# Auto renew - sort of...



## UnknownAtThisTime (Jan 17, 2011)

[MENTION=1]Morrus[/MENTION]

I am on the 4 month plan, and I noticed my Community Supporter status went to *INACTIVE* and I got angry because I never received an email notification or anything!!!  RAWWRRR!!

So I poked around my 'other' email address and found that my paypal renewal failed (though I am not sure why actually).  oops.

Anyway, I "corrected" the paypal subscription (I think), but I want to make sure it will automatically renew now for me.  If not, I can sign up again myself, but I want to ensure there is not another renewal attempt pending before I do.

"Thanks and Sorry"


----------



## Morrus (Jan 17, 2011)

If the payment failed, PayPal will cancel it automatically.  

As far as I'm aware, you can't "correct" it at that point - you have to initialise a new subcription.  PayPal doesn't allow you to reactivate a cancelled subscription (no, I don't know why!)

EN World won't attempt to renew it for you - we can't.  We don't hold any details here, it's all at PayPal's end, so we have no control over subscriptions.


----------



## UnknownAtThisTime (Jan 18, 2011)

Right,   I am actually going to give it a couple days to see if paypal does try to auto renew.  When I went in to paypal, it DID offer me the option of "correcting or editing" (I can not recall the term) the subscription, which was interesting.  The implication was that the subscription looked to still be in effect.
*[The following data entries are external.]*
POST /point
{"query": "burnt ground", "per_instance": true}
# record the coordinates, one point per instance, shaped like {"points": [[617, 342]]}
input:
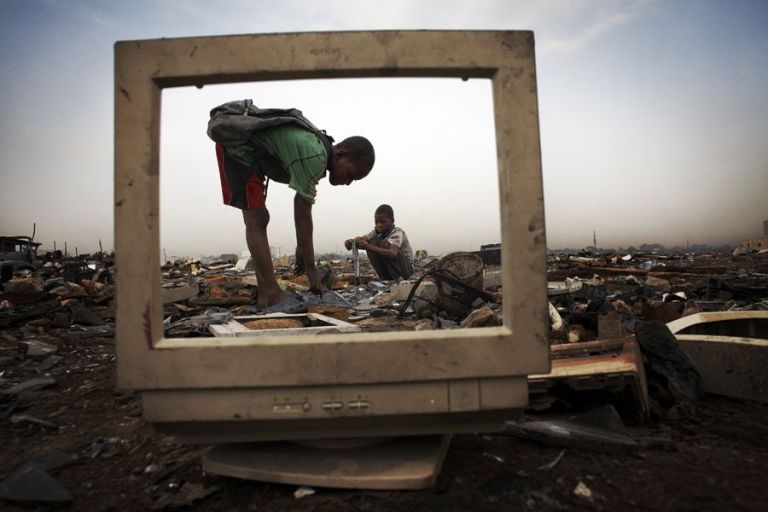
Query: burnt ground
{"points": [[715, 461]]}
In any case, if it does not process in a day or two, I will manually renew.  It hurts to give out just one XP when you are used to so much more.


----------



## UnknownAtThisTime (Jan 26, 2011)

For the record, after I corrected the paypal error,  it did automatically  attempt another auto renew which suceeded, as I am now *Community Supporter Account: ACTIVE *again.

It is good to be back.


----------



## Dice4Hire (Jan 27, 2011)

We missed you.


----------